Nóta
Aðgangur að þessari síðu krefst heimildar. Þú getur prófað aðskrá þig inn eða breyta skráasöfnum.
Aðgangur að þessari síðu krefst heimildar. Þú getur prófað að breyta skráasöfnum.
Important
This feature is in Beta. Workspace admins can control access to this feature from the Previews page. See Manage Azure Databricks previews.
By default, standard endpoints support 20–200 QPS depending on index size.

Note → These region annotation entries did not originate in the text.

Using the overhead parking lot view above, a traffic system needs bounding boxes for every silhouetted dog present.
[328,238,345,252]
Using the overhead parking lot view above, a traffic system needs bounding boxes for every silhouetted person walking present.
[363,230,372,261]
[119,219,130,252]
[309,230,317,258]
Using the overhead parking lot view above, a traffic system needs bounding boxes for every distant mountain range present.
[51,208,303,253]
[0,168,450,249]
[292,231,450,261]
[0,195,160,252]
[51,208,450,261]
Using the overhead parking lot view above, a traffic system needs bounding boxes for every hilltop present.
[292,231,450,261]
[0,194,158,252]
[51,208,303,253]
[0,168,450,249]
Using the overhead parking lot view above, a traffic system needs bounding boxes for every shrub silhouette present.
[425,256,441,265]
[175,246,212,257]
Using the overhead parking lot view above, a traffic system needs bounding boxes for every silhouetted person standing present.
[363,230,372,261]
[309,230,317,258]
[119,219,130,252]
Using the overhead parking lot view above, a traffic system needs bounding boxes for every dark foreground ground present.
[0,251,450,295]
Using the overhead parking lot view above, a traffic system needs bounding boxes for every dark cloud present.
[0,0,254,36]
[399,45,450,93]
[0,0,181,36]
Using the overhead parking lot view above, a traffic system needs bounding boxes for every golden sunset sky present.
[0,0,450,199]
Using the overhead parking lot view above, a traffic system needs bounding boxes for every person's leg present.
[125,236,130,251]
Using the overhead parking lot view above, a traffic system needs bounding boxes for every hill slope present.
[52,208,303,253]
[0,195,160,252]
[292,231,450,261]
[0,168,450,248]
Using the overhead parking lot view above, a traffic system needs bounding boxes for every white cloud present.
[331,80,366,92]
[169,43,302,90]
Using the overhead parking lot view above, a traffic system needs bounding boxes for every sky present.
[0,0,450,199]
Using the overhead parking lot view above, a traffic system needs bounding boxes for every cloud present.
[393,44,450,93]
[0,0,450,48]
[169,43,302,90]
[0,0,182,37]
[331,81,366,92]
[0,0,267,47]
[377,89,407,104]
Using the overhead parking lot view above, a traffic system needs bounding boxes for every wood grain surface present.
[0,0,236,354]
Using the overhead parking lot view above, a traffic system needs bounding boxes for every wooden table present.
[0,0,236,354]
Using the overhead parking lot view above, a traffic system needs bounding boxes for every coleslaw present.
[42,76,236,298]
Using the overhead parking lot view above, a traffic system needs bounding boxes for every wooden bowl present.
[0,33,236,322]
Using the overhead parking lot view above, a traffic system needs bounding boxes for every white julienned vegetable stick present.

Real-time applications such as search bars, recommendation systems, and entity matching often require 100–1000+ QPS. On standard endpoints only, you can set a minimum QPS. Databricks provisions the infrastructure to support that throughput level when indexes are created or synced.
Important
Setting a minimum QPS provisions additional capacity, which increases the cost of the endpoint. You are charged for this additional capacity regardless of actual query traffic. To stop incurring these charges, reset the endpoint to the default configuration using min_qps=-1. Throughput scaling is best-effort and not guaranteed during Beta.
Use high QPS when:
- Your application requires more than 50 QPS of sustained throughput.

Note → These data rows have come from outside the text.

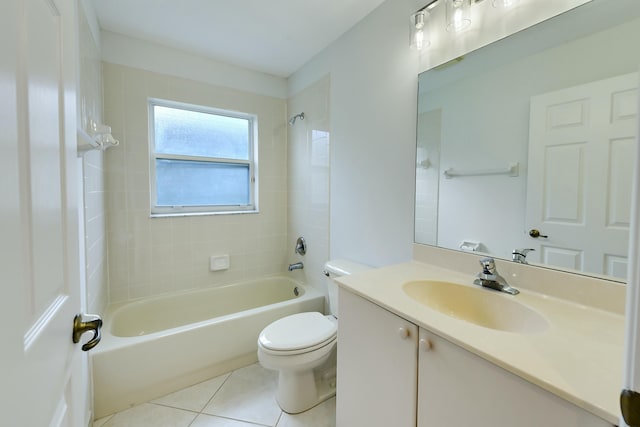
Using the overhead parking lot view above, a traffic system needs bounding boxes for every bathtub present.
[92,276,325,419]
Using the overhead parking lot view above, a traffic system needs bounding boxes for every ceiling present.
[93,0,384,77]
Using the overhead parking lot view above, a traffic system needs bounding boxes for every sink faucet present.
[511,249,535,264]
[289,262,304,271]
[473,257,520,295]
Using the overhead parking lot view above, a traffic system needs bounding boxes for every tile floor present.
[93,364,336,427]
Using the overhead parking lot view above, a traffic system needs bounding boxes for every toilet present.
[258,260,370,414]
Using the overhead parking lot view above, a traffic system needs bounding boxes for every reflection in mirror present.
[415,0,640,280]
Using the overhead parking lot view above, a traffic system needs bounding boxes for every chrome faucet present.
[473,257,520,295]
[289,262,304,271]
[511,249,535,264]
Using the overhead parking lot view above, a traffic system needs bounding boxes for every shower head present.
[289,112,304,126]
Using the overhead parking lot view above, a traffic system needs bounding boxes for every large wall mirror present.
[415,0,640,281]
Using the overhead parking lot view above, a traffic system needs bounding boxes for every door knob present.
[529,228,549,239]
[420,338,433,351]
[72,314,102,351]
[398,328,411,339]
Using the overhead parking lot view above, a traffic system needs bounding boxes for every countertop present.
[337,261,625,425]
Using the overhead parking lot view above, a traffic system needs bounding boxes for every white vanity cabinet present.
[418,328,611,427]
[336,288,418,427]
[336,288,611,427]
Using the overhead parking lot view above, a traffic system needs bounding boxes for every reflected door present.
[526,73,638,279]
[0,0,88,427]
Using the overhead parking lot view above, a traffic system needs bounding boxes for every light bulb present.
[445,0,471,32]
[411,10,430,50]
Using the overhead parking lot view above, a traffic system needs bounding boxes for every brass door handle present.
[72,314,102,351]
[529,228,549,239]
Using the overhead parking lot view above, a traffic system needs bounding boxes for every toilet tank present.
[324,259,371,317]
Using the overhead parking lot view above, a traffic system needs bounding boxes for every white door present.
[526,73,638,278]
[0,0,87,427]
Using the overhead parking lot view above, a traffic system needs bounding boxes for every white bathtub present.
[92,277,324,418]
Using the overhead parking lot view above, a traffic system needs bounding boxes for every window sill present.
[149,209,260,218]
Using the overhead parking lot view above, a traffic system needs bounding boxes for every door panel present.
[0,0,86,427]
[526,73,638,278]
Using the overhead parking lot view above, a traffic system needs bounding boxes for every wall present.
[287,76,331,292]
[103,63,293,303]
[78,2,108,313]
[289,0,418,266]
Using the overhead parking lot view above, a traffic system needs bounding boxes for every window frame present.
[147,98,258,217]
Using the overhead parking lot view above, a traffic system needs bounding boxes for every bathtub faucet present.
[289,262,304,271]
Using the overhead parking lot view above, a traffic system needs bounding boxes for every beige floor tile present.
[190,414,270,427]
[91,415,113,427]
[104,403,197,427]
[152,374,230,412]
[277,397,336,427]
[202,364,282,426]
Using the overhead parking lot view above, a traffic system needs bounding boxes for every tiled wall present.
[103,63,293,303]
[78,4,108,313]
[287,76,330,296]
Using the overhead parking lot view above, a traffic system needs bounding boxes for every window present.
[149,99,256,215]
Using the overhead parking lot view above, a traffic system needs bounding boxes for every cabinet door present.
[418,329,611,427]
[336,289,418,427]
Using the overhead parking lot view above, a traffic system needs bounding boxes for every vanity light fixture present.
[411,10,431,50]
[491,0,520,9]
[410,0,439,50]
[445,0,471,33]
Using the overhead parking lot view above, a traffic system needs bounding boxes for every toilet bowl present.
[258,260,368,414]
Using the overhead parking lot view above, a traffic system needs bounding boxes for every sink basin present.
[403,280,549,333]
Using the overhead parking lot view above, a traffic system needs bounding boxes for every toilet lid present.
[258,312,338,351]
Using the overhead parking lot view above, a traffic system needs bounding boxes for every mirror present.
[415,0,640,281]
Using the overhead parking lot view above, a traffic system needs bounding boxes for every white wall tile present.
[103,63,287,301]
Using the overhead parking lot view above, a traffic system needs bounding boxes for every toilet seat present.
[258,312,338,355]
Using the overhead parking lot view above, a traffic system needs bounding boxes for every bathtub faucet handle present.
[289,262,304,271]
[72,314,102,351]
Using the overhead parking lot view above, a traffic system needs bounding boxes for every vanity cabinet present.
[418,328,611,427]
[336,288,611,427]
[336,288,418,427]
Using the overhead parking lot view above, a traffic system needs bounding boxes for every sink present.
[403,280,549,334]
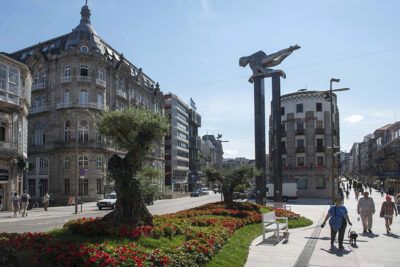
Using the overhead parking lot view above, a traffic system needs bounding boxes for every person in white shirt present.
[357,191,375,234]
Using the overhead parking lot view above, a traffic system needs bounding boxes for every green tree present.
[97,108,169,225]
[205,165,259,205]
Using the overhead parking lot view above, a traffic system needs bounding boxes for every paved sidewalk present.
[245,186,400,267]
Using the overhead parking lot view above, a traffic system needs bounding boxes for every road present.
[0,192,221,233]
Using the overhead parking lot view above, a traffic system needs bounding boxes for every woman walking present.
[380,195,397,235]
[321,199,352,249]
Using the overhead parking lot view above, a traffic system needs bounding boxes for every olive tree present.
[205,165,259,205]
[97,108,169,225]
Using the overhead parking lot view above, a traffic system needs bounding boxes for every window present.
[315,103,322,112]
[176,131,189,140]
[64,65,71,78]
[317,156,324,167]
[64,178,70,196]
[296,139,304,147]
[64,90,71,104]
[96,179,103,194]
[33,123,45,146]
[79,156,89,169]
[317,138,324,147]
[296,176,308,190]
[297,157,305,167]
[64,120,71,143]
[315,176,326,189]
[296,122,304,130]
[64,157,70,170]
[0,121,7,142]
[28,179,36,197]
[78,179,89,196]
[79,65,89,77]
[78,120,89,143]
[96,156,104,171]
[296,104,303,113]
[39,157,49,176]
[79,90,88,105]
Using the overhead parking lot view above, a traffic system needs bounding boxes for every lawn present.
[0,203,312,266]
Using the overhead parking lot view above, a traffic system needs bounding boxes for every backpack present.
[21,194,28,202]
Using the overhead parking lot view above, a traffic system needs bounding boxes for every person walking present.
[21,190,31,217]
[357,191,375,234]
[321,198,352,249]
[379,195,397,235]
[11,192,19,217]
[43,193,50,211]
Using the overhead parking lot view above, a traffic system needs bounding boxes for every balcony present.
[29,105,49,114]
[76,75,92,83]
[117,90,128,99]
[296,146,306,153]
[32,83,47,92]
[60,76,72,83]
[315,128,325,134]
[96,79,106,88]
[57,102,106,110]
[296,129,304,135]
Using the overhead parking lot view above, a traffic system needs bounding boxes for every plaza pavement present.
[245,186,400,267]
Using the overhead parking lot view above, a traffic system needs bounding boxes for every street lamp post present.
[329,78,350,205]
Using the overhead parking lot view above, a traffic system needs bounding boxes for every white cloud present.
[344,114,364,123]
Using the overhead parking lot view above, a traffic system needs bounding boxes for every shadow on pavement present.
[288,198,331,205]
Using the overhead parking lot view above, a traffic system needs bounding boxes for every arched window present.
[97,93,104,109]
[64,120,71,143]
[64,90,71,104]
[96,156,104,171]
[79,156,89,169]
[78,120,89,142]
[64,157,69,170]
[79,90,88,105]
[33,123,45,146]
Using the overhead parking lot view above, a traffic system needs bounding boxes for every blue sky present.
[0,0,400,158]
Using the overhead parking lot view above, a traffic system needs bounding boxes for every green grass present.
[205,224,262,267]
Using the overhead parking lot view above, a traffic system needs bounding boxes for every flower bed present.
[0,203,310,266]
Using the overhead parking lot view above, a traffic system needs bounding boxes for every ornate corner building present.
[0,53,32,210]
[269,90,340,198]
[5,4,164,202]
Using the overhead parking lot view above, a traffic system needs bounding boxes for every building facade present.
[164,93,194,192]
[0,53,32,210]
[7,5,164,203]
[188,99,201,191]
[269,90,340,198]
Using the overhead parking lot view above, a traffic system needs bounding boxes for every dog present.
[349,231,358,247]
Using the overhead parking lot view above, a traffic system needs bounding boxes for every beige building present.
[7,2,164,203]
[0,53,32,210]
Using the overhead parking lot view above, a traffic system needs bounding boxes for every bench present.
[266,202,292,211]
[262,211,288,242]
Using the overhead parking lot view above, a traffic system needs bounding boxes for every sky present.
[0,0,400,159]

- You receive 429 (Too Many Requests) errors under normal load.
- Latency degrades as traffic ramps up, even when average utilization appears low.
Requirements
- High QPS is available for standard endpoints only. Storage-optimized endpoints are not supported.

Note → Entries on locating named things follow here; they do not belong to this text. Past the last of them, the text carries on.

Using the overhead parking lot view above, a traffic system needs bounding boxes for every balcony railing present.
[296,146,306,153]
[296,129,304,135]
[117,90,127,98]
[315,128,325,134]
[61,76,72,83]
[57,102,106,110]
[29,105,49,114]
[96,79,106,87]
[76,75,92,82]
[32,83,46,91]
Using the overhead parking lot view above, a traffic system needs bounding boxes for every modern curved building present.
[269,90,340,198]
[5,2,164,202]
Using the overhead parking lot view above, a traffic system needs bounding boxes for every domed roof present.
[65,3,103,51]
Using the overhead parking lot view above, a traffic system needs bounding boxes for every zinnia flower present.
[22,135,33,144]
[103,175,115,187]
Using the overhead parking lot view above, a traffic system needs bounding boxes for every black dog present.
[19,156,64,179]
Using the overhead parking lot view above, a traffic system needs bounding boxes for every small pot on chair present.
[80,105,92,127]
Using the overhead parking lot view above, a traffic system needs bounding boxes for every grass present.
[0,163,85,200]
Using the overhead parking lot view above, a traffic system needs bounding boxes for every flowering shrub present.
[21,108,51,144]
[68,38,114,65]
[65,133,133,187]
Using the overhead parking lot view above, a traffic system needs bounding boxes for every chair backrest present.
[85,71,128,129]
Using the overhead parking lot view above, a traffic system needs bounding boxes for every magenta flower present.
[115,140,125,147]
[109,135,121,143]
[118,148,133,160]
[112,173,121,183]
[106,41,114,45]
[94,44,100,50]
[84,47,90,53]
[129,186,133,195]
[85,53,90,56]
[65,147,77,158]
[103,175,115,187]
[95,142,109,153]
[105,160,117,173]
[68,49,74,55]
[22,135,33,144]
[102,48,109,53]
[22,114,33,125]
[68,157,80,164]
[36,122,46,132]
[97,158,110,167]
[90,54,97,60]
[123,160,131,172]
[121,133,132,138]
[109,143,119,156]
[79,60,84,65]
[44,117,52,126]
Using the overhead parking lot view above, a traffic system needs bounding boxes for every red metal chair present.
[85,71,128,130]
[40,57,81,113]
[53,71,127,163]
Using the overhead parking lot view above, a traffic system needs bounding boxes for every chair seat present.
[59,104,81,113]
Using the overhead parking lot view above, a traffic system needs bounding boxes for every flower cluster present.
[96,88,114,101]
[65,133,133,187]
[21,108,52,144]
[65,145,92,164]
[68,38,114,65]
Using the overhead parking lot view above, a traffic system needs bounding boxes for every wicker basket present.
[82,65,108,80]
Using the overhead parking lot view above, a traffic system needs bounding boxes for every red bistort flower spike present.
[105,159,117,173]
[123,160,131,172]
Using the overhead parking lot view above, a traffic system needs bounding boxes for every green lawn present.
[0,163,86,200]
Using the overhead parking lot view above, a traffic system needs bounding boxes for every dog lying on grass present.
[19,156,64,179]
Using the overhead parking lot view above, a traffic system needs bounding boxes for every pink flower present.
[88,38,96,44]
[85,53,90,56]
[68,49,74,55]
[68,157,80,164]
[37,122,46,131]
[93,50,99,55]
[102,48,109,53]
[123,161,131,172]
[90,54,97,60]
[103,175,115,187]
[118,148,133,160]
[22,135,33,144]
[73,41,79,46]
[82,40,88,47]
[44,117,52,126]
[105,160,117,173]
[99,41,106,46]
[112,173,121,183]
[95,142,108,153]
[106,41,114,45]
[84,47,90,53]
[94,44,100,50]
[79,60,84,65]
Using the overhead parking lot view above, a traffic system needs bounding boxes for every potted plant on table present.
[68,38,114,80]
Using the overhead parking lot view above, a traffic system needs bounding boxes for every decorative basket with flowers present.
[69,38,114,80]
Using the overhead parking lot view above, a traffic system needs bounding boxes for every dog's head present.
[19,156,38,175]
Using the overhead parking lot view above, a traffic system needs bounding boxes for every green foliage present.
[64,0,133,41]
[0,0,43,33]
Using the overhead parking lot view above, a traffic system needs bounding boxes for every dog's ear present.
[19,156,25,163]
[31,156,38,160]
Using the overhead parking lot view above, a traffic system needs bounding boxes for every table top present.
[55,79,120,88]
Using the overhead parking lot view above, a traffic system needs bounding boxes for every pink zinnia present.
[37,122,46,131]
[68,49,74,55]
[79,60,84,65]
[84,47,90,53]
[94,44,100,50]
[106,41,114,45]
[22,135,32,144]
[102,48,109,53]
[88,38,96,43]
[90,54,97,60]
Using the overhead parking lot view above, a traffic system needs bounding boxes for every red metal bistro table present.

- OAuth authentication is required for endpoints handling more than 70–100 QPS. Personal access tokens (PATs) are rate-limited to 70–100 QPS. See Use service principals with OAuth tokens.
Configure minimum QPS
Set a minimum QPS when creating a new endpoint or updating an existing one. The additional capacity needed to achieve the target throughput is calculated automatically the next time an index on the endpoint is created or synced. In Beta, throughput scaling is best-effort and not guaranteed: actual QPS depends on your index size, vector dimensionality, query complexity, and filter usage.
Databricks UI
When creating a new endpoint:
- In the left sidebar, click Compute.
- Click the Vector Search tab and click Create.
- Under Advanced Settings, enter the Min QPS value.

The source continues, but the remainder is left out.